4. All the intermediate steps can be taken; therefore, the end can be reached. There is certainly no point in our progress towards entire sanctification, where it can be said we can go no further. To this it has been objected, that though all the intermediate steps can be taken, yet the goal can never be reached in this life, just as five may be divided by three ad infinitum, without exhausting the fraction. Now this illustration deceives the mind that uses it, as it may the minds of those who listen to it. It is true, that you can never exhaust the fraction in dividing five by three, for the plain reason, that the division may be carried on ad infinitum. There is no end. You cannot, in this case, take all the intermediate steps, because they are infinite. But in the case of entire sanctification, all the intermediate steps can be taken: for there is an end, or state of entire sanctification, and that too at a point infinitely short of infinite.
5. That this state may be attained in this life, I argue from the fact, that provision is made against all the occasions of sin. Men sin only when they are tempted, either by the world, the flesh, or the devil. And it is expressly asserted, that, in every temptation, provision is made for our escape. Certainly, if it is possible for us to escape without sin, under every temptation, then a state of entire and permanent sanctification is attainable.
(1.) The world "This is the victory that overcometh the world, even your faith" (1 John 5:4). "Who is he that overcometh the world, but he that believeth that Jesus is the Christ" (1 John 5:5).
(2.) The flesh "If ye walk in the Spirit, ye shall not fulfill the lusts of the flesh" (Gal. 5:16).

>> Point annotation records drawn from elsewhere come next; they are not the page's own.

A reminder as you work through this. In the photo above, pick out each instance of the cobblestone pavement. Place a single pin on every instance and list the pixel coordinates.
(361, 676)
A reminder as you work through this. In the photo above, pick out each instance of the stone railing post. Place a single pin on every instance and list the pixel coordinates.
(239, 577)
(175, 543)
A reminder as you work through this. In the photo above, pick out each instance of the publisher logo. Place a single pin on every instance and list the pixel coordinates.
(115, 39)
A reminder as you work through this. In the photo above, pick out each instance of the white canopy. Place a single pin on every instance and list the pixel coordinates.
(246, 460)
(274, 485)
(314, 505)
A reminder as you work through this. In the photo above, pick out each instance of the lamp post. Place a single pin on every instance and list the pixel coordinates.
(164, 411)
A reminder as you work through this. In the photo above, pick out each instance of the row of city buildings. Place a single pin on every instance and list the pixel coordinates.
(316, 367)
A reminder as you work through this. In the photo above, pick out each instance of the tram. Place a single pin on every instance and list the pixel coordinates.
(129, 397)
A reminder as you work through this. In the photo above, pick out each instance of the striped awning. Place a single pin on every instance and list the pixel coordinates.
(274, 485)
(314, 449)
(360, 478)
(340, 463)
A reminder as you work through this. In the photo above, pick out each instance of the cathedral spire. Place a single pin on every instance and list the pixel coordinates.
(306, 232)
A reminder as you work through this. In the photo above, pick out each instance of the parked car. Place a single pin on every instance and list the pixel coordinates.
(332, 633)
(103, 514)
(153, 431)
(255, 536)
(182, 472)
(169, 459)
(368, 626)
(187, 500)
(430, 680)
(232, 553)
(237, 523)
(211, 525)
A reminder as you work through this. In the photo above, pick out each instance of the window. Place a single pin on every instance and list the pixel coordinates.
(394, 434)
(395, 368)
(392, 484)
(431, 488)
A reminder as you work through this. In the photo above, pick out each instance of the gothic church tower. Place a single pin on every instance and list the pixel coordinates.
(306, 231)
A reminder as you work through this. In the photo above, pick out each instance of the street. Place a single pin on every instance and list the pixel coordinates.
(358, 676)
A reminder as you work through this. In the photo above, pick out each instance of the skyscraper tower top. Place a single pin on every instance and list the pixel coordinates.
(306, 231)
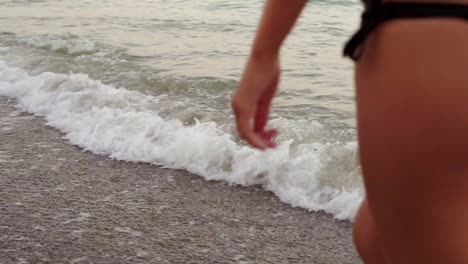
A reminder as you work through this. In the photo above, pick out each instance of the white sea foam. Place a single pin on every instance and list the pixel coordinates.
(122, 124)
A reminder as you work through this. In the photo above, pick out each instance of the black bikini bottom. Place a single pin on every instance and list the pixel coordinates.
(390, 11)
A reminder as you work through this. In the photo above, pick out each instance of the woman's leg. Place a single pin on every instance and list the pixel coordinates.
(365, 237)
(412, 94)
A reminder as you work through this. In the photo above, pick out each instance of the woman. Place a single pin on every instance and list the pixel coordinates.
(412, 111)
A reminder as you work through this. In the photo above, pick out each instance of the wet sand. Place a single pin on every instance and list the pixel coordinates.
(59, 204)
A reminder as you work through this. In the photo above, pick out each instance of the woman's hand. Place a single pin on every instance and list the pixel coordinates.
(252, 100)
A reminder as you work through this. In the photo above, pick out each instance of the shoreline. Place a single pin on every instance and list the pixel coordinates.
(60, 204)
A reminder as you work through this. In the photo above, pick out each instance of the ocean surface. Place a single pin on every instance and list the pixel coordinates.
(151, 81)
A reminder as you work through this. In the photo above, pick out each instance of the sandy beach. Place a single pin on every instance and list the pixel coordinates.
(59, 204)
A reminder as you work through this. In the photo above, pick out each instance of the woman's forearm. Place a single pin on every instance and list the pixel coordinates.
(279, 16)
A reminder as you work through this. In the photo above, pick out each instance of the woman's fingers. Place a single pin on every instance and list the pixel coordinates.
(244, 127)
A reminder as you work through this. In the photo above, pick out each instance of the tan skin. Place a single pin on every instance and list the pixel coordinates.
(412, 109)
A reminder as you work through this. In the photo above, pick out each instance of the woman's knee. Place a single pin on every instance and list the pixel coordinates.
(365, 237)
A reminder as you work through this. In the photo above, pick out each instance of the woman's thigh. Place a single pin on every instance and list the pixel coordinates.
(412, 96)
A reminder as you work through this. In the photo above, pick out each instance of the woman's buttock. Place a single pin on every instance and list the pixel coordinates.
(412, 95)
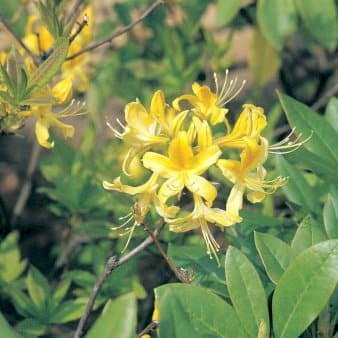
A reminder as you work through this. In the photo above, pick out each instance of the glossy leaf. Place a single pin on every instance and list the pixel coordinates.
(330, 214)
(323, 142)
(309, 160)
(320, 18)
(10, 265)
(68, 311)
(206, 271)
(304, 289)
(308, 233)
(297, 189)
(117, 320)
(227, 10)
(6, 330)
(275, 254)
(277, 20)
(193, 311)
(246, 291)
(264, 61)
(331, 113)
(38, 288)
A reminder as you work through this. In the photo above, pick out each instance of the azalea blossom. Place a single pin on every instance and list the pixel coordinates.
(248, 173)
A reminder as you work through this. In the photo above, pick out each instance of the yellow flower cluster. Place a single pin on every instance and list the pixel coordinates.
(178, 143)
(74, 75)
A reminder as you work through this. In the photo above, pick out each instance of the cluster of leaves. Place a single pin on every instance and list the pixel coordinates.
(279, 278)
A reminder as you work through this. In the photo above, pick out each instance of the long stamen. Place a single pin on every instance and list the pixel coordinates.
(287, 146)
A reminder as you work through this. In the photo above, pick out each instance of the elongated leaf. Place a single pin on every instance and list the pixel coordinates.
(308, 233)
(193, 311)
(6, 330)
(331, 113)
(304, 289)
(320, 17)
(277, 20)
(312, 161)
(68, 311)
(38, 288)
(118, 319)
(264, 61)
(246, 291)
(275, 255)
(330, 214)
(226, 11)
(206, 271)
(297, 189)
(323, 142)
(50, 67)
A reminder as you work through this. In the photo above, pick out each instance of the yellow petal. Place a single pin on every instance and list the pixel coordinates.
(202, 187)
(62, 91)
(42, 133)
(159, 164)
(171, 187)
(130, 190)
(235, 202)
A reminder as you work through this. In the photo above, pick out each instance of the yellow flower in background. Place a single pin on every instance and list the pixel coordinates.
(249, 125)
(182, 168)
(248, 173)
(46, 118)
(209, 105)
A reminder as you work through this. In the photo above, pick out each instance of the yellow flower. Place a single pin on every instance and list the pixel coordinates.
(46, 118)
(143, 129)
(183, 169)
(248, 173)
(199, 218)
(207, 104)
(250, 124)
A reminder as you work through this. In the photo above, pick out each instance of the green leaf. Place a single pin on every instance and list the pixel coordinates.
(304, 289)
(38, 288)
(275, 254)
(49, 68)
(118, 319)
(206, 271)
(68, 311)
(320, 18)
(277, 20)
(6, 330)
(264, 61)
(318, 165)
(246, 291)
(226, 11)
(10, 265)
(308, 233)
(31, 326)
(331, 113)
(330, 214)
(323, 141)
(297, 189)
(193, 311)
(61, 290)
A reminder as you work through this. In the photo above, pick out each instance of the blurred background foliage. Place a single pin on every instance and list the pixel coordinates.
(52, 254)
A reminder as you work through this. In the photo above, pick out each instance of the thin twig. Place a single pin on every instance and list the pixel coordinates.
(150, 327)
(112, 264)
(181, 277)
(117, 32)
(27, 185)
(325, 97)
(16, 38)
(74, 10)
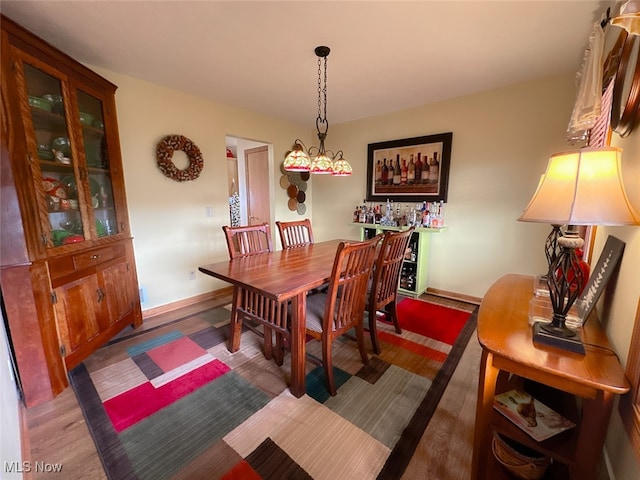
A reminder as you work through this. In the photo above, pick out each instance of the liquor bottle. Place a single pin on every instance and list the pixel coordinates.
(384, 178)
(404, 172)
(434, 169)
(418, 169)
(425, 170)
(396, 171)
(411, 175)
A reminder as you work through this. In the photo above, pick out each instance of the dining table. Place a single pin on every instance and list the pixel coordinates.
(283, 275)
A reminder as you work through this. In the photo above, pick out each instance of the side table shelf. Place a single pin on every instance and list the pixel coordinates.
(415, 270)
(580, 388)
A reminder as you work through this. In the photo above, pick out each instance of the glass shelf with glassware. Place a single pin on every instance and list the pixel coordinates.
(415, 267)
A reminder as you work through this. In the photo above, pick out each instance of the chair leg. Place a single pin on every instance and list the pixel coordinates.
(268, 342)
(361, 346)
(392, 310)
(278, 353)
(328, 367)
(373, 331)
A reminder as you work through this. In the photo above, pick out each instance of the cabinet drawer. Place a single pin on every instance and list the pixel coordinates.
(97, 256)
(63, 266)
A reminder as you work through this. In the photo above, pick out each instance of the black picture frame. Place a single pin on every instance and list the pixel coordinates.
(436, 149)
(601, 274)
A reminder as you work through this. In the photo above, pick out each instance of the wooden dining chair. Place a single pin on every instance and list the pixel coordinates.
(248, 240)
(295, 234)
(383, 290)
(245, 241)
(331, 314)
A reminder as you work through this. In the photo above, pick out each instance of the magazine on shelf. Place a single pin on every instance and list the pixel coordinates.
(532, 416)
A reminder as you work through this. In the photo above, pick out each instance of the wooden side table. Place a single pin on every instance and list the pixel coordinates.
(508, 355)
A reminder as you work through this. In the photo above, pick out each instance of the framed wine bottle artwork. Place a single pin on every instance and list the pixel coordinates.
(409, 170)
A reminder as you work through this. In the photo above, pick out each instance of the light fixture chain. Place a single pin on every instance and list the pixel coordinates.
(320, 89)
(324, 89)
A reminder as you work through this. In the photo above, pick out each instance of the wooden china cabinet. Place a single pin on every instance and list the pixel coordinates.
(69, 280)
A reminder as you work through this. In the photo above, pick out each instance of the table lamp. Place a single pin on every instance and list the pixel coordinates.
(579, 187)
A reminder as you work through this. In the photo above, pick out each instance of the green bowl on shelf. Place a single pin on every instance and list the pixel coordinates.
(40, 103)
(86, 119)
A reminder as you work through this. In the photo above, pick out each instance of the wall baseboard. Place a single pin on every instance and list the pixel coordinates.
(454, 296)
(187, 302)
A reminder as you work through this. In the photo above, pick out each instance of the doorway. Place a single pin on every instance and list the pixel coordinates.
(250, 180)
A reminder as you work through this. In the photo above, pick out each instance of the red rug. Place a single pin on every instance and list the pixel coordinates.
(431, 320)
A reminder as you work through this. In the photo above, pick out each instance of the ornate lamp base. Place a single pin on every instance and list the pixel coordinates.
(543, 336)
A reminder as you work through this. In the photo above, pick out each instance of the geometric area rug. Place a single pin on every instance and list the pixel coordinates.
(172, 402)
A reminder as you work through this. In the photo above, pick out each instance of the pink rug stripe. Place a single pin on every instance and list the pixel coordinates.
(416, 348)
(174, 354)
(136, 404)
(434, 321)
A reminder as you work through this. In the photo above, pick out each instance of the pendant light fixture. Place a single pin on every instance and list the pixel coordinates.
(324, 161)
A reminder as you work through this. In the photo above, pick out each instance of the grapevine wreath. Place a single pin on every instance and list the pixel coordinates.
(164, 157)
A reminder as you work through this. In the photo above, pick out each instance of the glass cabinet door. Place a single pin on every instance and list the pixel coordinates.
(98, 165)
(58, 162)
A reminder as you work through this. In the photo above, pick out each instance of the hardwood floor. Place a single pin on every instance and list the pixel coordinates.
(58, 434)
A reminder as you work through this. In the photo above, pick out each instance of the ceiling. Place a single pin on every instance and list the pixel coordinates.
(385, 55)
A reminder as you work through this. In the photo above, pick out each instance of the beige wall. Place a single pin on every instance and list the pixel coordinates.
(172, 234)
(502, 140)
(618, 312)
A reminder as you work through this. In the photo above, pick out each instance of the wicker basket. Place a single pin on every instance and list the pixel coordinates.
(522, 466)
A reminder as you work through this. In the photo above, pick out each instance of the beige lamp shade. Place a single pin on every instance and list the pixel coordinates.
(629, 17)
(582, 187)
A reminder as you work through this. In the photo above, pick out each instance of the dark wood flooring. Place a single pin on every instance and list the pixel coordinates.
(58, 434)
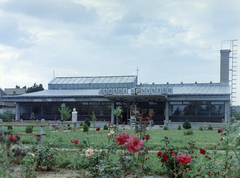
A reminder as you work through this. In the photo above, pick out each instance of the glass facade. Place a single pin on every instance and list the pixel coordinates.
(51, 108)
(197, 108)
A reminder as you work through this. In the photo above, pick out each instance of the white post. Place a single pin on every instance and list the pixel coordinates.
(42, 131)
(112, 113)
(166, 113)
(74, 115)
(226, 115)
(17, 115)
(0, 126)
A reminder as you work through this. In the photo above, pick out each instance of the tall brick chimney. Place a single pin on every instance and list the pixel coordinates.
(224, 66)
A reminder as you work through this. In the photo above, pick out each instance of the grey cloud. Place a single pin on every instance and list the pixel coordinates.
(66, 11)
(12, 35)
(130, 24)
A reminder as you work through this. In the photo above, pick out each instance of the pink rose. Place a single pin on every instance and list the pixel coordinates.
(76, 142)
(202, 151)
(164, 159)
(122, 138)
(184, 159)
(159, 153)
(133, 144)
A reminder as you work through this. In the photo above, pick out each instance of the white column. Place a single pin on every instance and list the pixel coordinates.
(0, 126)
(226, 115)
(167, 112)
(74, 115)
(112, 112)
(42, 131)
(17, 115)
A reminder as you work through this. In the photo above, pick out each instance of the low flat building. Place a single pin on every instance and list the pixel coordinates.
(197, 102)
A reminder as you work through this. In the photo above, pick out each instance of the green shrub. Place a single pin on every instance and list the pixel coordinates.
(85, 128)
(87, 122)
(209, 127)
(187, 125)
(29, 129)
(179, 127)
(165, 127)
(105, 127)
(9, 127)
(188, 132)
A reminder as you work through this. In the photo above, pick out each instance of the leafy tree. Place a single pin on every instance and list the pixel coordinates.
(35, 88)
(65, 112)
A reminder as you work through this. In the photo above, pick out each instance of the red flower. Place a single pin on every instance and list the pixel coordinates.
(133, 144)
(184, 159)
(202, 151)
(76, 142)
(159, 153)
(122, 138)
(164, 159)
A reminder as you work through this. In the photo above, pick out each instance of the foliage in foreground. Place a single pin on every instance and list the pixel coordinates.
(133, 157)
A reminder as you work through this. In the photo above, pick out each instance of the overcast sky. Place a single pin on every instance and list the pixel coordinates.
(168, 40)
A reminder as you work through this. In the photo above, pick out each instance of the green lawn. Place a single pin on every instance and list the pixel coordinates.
(176, 137)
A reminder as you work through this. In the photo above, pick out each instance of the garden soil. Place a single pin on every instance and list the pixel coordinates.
(61, 173)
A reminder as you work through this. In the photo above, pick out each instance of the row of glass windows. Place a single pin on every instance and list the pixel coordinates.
(100, 109)
(197, 108)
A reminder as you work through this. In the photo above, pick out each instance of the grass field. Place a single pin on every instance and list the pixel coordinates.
(176, 137)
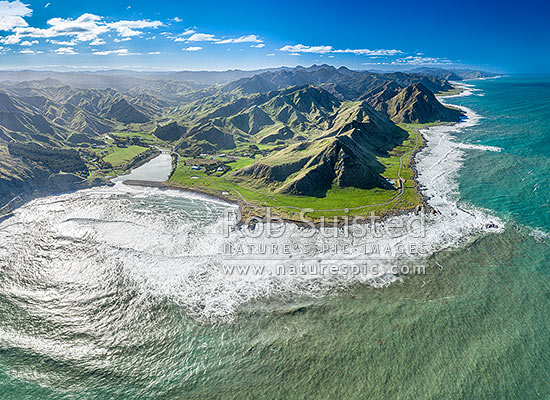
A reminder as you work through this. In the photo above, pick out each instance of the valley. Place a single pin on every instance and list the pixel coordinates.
(323, 141)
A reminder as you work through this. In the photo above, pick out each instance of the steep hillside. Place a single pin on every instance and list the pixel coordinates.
(417, 104)
(343, 156)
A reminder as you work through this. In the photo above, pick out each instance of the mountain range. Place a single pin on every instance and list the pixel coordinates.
(324, 126)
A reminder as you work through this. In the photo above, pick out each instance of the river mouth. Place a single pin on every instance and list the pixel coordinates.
(155, 170)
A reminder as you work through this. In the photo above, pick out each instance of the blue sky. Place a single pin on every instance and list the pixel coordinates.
(205, 35)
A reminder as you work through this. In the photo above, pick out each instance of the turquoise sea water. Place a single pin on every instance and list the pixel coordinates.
(86, 314)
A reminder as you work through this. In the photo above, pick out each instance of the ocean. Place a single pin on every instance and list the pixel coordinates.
(118, 293)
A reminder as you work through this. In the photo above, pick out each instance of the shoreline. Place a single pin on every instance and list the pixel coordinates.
(248, 211)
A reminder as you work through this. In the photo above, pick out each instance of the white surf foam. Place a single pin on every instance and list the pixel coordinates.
(170, 245)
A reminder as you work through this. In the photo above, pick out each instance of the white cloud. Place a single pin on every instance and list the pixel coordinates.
(367, 52)
(11, 39)
(97, 42)
(130, 28)
(118, 52)
(300, 48)
(63, 42)
(415, 60)
(201, 37)
(87, 27)
(242, 39)
(12, 13)
(65, 50)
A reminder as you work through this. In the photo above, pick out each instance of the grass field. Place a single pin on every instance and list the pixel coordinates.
(337, 202)
(118, 156)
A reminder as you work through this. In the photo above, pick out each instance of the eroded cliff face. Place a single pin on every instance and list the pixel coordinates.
(21, 180)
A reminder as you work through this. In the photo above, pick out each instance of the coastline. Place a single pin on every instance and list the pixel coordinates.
(249, 211)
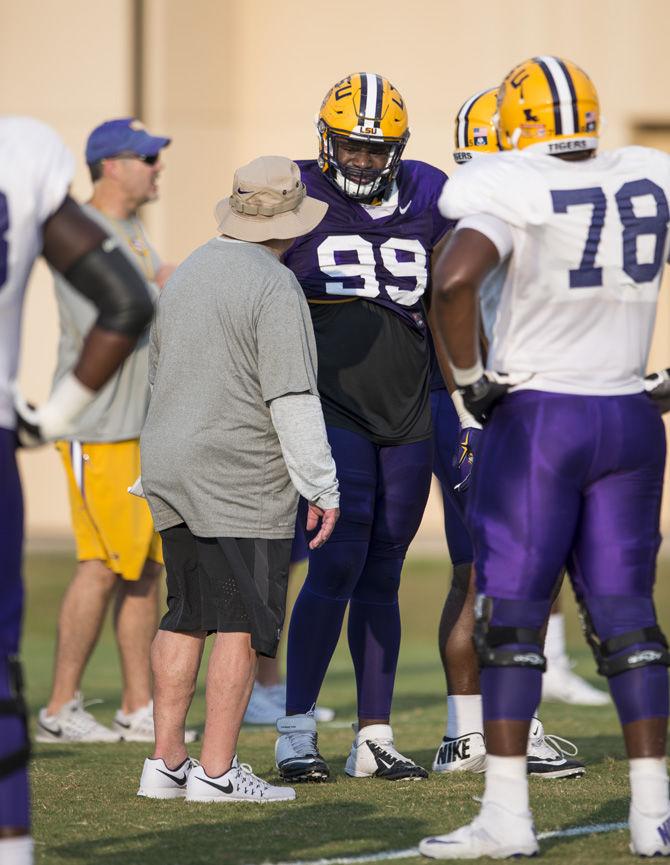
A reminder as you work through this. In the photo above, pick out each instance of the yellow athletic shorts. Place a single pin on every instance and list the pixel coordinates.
(109, 523)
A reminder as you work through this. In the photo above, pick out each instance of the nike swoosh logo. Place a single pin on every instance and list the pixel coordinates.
(227, 789)
(181, 781)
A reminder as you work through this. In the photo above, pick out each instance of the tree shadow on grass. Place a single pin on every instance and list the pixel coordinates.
(303, 832)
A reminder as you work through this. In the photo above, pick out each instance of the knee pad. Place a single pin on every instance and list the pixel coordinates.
(634, 648)
(499, 645)
(15, 705)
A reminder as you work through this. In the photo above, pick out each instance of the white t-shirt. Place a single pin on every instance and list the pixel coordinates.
(589, 242)
(36, 169)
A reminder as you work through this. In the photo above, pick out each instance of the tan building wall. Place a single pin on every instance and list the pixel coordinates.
(232, 79)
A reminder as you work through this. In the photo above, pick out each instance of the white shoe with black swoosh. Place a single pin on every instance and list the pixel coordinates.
(238, 784)
(158, 781)
(374, 755)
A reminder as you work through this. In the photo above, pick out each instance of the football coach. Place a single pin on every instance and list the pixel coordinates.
(234, 432)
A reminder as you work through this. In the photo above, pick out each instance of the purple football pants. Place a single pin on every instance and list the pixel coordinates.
(383, 493)
(14, 804)
(563, 480)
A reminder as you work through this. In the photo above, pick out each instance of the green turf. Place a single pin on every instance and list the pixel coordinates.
(85, 809)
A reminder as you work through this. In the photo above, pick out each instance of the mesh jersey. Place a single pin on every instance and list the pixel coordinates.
(36, 169)
(590, 238)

6. God is able to perform this work in and for us. "For this cause I bow my knees unto the Father of our Lord Jesus Christ, of whom the whole family in heaven and earth is named, that He would grant you according to the riches of His glory, to be strengthened with might by His Spirit in the inner man; that Christ may dwell in your hearts by faith; that ye, being rooted and grounded in love, may be able to comprehend with all saints what is the breadth, and length, and depth, and height; and to know the love of Christ, which passeth knowledge, that ye might be filled with all the fullness of God" (Eph. 3:14-19). Upon this passage I remark:
(1.) Paul evidently prays here for the entire sanctification of believers in this life. It is implied in our being "rooted and grounded in love," and being "filled with all the fullness of God," that we be as perfect in our measure and according to our capacity, as He is. If to be filled with the fullness of God, does not imply a state of entire sanctification, what does?